Generating Content from OSCAL-based SAP
The following artifacts are historically generated by hand to summarize content found in other FedRAMP-required content. When using OSCAL, these artifacts can be generated from content found elsewhere. This includes the:
-
IP Addresses Slated for Testing
-
Databases Slated for Testing
-
Test Case Workbook
If delivering FedRAMP content in OSCAL, assessors are no longer required to manually generate and maintain these artifacts, provided the content in their OSCAL-based FedRAMP SAP and the CSP’s OSCAL-based FedRAMP SSP remains accurate.
There are many ways a tool developer can generate these artifacts. FedRAMP is developing Extensible Stylesheet Language Transformation (XSLT) files to generate them. When ready, FedRAMP will make this freely available to the public here:
https://github.com/GSA/fedramp-automation/tree/master/dist/content/rev5/resources
Tool developers are also encouraged to develop their own solutions to generating this content.

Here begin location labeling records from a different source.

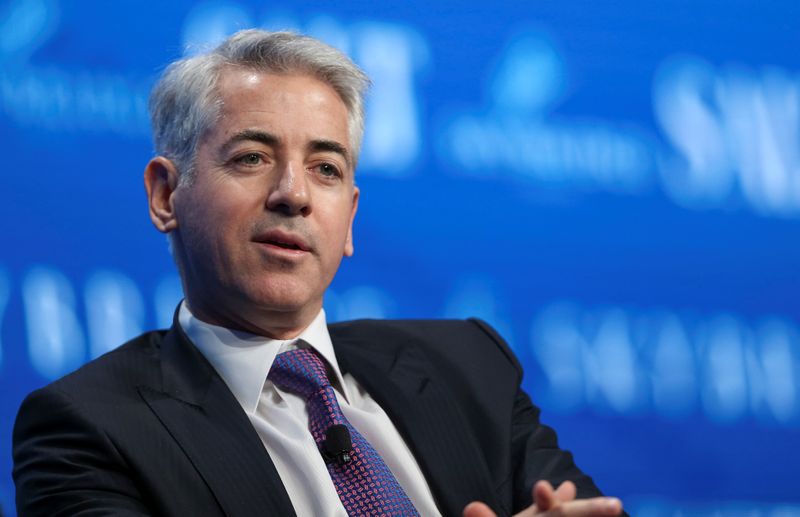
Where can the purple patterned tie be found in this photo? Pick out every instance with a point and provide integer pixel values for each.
(365, 484)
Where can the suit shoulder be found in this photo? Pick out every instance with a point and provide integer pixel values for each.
(126, 365)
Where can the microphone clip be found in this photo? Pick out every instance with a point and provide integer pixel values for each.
(337, 447)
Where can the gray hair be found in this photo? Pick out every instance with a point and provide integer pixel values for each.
(185, 102)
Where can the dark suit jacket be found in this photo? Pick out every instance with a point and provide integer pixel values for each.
(150, 428)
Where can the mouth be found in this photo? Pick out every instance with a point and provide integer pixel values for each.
(283, 240)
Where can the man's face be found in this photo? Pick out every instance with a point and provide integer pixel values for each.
(264, 225)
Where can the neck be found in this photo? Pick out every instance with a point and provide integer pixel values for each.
(273, 324)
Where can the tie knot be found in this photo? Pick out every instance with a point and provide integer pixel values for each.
(300, 371)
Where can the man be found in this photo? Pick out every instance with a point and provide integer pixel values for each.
(233, 410)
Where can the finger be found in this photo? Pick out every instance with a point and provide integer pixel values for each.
(566, 491)
(544, 496)
(478, 509)
(595, 507)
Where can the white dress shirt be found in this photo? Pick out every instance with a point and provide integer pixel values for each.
(280, 417)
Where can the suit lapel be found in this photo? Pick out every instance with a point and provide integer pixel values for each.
(422, 409)
(207, 422)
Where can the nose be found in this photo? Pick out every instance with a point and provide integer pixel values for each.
(289, 194)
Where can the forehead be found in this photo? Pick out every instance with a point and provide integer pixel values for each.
(296, 104)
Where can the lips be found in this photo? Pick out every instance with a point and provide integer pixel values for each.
(282, 239)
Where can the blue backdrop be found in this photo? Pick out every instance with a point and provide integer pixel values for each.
(613, 184)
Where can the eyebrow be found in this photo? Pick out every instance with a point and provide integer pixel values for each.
(331, 146)
(268, 139)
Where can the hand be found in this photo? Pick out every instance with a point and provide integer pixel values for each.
(550, 502)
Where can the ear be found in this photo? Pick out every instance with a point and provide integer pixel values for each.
(160, 182)
(348, 244)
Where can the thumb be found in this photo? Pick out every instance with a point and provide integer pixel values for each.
(478, 509)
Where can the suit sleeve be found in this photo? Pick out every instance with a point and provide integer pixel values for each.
(535, 453)
(65, 465)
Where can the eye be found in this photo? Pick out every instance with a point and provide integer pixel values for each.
(250, 159)
(328, 170)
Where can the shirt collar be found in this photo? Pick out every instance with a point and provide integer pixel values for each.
(243, 359)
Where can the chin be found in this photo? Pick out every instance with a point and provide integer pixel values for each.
(284, 297)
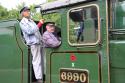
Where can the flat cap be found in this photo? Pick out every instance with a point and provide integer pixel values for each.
(24, 9)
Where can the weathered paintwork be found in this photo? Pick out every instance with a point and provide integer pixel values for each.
(104, 61)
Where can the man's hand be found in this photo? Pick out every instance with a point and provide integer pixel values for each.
(42, 21)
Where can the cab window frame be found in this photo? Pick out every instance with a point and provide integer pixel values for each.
(68, 26)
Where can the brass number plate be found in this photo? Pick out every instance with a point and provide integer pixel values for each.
(75, 76)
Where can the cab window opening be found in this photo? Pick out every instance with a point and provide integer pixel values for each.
(83, 25)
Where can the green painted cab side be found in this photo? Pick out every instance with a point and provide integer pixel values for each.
(117, 60)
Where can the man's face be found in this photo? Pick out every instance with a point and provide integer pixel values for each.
(50, 28)
(26, 13)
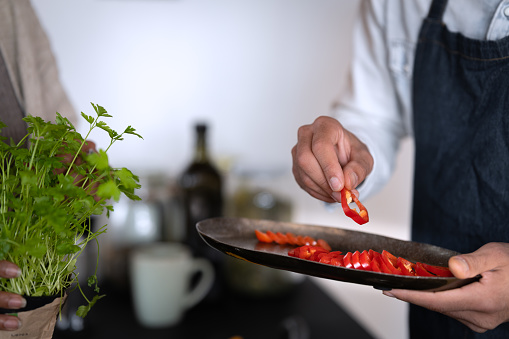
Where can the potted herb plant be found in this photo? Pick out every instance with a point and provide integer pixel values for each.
(49, 190)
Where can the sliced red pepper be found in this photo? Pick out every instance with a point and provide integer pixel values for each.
(365, 261)
(347, 260)
(356, 262)
(324, 244)
(337, 261)
(391, 262)
(262, 236)
(360, 217)
(406, 267)
(375, 266)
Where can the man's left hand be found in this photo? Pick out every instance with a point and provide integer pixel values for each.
(481, 305)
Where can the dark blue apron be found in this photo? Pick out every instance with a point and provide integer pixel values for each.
(461, 124)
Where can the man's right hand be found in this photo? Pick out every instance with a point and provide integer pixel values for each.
(327, 158)
(10, 300)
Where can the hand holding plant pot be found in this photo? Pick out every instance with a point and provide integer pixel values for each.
(10, 300)
(45, 205)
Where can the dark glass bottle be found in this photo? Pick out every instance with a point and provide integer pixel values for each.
(202, 192)
(201, 185)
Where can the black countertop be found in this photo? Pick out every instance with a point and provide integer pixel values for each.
(306, 312)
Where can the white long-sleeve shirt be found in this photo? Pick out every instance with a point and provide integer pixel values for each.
(377, 105)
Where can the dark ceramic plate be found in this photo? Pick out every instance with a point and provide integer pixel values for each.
(236, 237)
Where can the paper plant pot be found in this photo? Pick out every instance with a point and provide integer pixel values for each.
(38, 319)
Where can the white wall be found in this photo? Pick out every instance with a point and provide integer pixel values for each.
(255, 69)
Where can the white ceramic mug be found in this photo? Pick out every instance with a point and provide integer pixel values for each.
(160, 277)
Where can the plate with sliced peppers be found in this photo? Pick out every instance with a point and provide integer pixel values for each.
(333, 253)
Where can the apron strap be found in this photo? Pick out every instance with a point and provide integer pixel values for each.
(437, 9)
(10, 109)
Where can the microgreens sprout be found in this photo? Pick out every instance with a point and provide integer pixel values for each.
(49, 191)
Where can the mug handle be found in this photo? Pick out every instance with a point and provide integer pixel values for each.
(203, 286)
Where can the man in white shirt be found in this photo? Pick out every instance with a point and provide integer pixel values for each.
(29, 84)
(452, 101)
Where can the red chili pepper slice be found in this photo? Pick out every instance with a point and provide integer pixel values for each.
(360, 217)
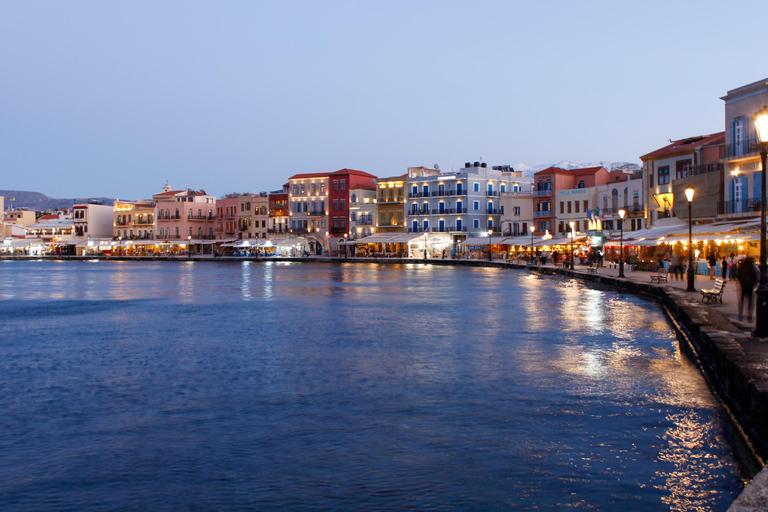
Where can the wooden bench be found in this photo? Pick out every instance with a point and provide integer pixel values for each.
(715, 294)
(660, 276)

Generating the “IP Addresses Slated for Testing” List
The SAP must still identify the in-scope inventory items - either by
reference or using the all clause. Once identified, the list of IP
addresses slated for testing should be derived from the machine-readable
inventory found in the SSP.
As described in section If No OSCAL-based SSP Exists or Has Inaccurate Information (IP Addresses), if the assessor finds SSP information inventory to be missing or inaccurate, the SAP tool must allow the assessor to insert inventory information into the local-definitions section of the SAP.

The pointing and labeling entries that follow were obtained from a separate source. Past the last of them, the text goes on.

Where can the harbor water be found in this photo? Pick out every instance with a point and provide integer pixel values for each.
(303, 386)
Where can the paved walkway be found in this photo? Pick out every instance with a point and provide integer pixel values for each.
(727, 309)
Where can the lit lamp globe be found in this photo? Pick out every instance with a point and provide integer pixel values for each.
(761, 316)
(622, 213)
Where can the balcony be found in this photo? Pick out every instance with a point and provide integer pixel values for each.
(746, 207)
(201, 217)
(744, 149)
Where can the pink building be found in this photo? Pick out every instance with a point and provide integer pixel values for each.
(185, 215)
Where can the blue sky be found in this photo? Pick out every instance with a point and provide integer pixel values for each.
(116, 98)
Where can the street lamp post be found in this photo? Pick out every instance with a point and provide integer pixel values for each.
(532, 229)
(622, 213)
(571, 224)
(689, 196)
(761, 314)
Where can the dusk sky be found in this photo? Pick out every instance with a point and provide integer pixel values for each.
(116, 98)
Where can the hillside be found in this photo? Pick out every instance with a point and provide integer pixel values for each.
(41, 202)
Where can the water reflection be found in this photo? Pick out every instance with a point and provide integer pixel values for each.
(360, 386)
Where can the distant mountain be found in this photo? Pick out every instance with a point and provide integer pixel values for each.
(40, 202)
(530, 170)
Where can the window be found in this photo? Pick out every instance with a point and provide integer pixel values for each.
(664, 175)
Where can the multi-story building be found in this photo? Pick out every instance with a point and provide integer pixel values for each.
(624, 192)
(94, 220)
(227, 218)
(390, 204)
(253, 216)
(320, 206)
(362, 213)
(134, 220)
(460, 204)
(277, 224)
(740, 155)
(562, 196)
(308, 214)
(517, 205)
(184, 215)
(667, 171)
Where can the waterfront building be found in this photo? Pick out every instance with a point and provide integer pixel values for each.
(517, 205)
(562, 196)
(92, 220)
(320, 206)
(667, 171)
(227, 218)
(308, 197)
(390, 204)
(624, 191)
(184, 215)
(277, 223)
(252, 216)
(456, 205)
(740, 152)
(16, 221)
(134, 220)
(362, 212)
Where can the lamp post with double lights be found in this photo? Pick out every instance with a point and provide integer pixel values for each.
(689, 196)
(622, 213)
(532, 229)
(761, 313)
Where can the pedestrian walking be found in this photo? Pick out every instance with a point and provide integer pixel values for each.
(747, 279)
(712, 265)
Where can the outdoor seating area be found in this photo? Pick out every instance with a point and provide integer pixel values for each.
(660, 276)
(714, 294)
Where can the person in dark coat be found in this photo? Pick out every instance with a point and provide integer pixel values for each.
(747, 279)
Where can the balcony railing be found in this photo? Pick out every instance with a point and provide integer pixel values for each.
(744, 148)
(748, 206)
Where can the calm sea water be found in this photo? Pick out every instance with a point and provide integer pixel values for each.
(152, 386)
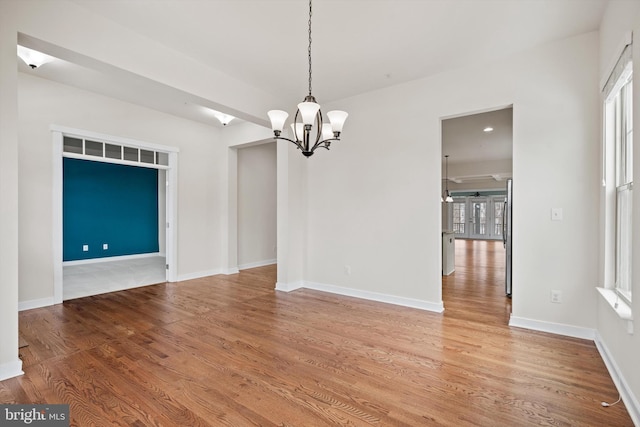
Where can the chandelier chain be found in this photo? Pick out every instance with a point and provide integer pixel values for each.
(309, 50)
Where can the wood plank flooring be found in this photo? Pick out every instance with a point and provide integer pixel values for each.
(231, 351)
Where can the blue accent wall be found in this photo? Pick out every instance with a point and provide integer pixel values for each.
(108, 203)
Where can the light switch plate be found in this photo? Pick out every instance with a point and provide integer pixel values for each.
(556, 214)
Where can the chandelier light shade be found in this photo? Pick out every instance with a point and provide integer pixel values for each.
(308, 129)
(446, 196)
(33, 58)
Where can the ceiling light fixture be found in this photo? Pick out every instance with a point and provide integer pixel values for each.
(33, 58)
(224, 119)
(309, 130)
(446, 196)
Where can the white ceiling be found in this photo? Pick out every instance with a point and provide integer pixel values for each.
(465, 141)
(358, 45)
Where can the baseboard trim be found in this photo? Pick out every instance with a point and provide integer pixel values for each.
(10, 370)
(198, 275)
(111, 258)
(629, 399)
(553, 328)
(257, 264)
(35, 303)
(375, 296)
(289, 287)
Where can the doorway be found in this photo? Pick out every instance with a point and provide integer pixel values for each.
(127, 271)
(479, 147)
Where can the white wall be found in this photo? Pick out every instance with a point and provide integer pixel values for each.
(257, 205)
(374, 200)
(200, 178)
(10, 364)
(623, 348)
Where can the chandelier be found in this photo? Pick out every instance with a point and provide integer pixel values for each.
(308, 129)
(446, 196)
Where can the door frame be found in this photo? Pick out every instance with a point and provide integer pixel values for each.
(58, 133)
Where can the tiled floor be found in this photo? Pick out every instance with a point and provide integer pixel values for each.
(101, 277)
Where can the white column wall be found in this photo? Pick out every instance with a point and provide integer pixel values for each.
(10, 364)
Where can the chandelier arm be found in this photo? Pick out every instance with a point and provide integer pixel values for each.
(324, 143)
(309, 50)
(296, 143)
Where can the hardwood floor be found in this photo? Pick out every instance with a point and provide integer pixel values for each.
(229, 350)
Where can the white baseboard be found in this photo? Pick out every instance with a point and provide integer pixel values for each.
(553, 328)
(257, 264)
(10, 370)
(629, 399)
(198, 275)
(372, 296)
(111, 258)
(35, 303)
(288, 287)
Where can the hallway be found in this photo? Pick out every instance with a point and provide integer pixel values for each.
(476, 289)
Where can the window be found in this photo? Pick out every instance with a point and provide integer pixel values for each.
(619, 170)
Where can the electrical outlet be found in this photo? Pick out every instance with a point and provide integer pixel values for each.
(556, 214)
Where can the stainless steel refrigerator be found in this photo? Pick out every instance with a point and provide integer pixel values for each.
(507, 235)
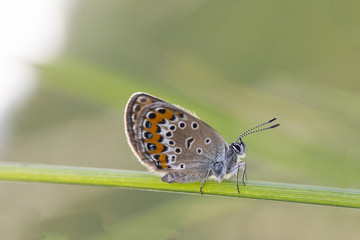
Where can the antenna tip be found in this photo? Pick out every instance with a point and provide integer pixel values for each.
(272, 119)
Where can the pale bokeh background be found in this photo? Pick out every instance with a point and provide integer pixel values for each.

Generating the “Databases Slated for Testing” List
The SAP must still identify the in-scope inventory items - either by
reference or using the all clause. Once identified, the list of
Databases slated for testing should be derived from the machine-readable
inventory found in the SSP.
As described in section If No OSCAL-based SSP Exists or Has Inaccurate Information (Database), if the assessor finds SSP information inventory to be missing or inaccurate, the SAP tool must allow the assessor to insert inventory information into the local-definitions section of the SAP.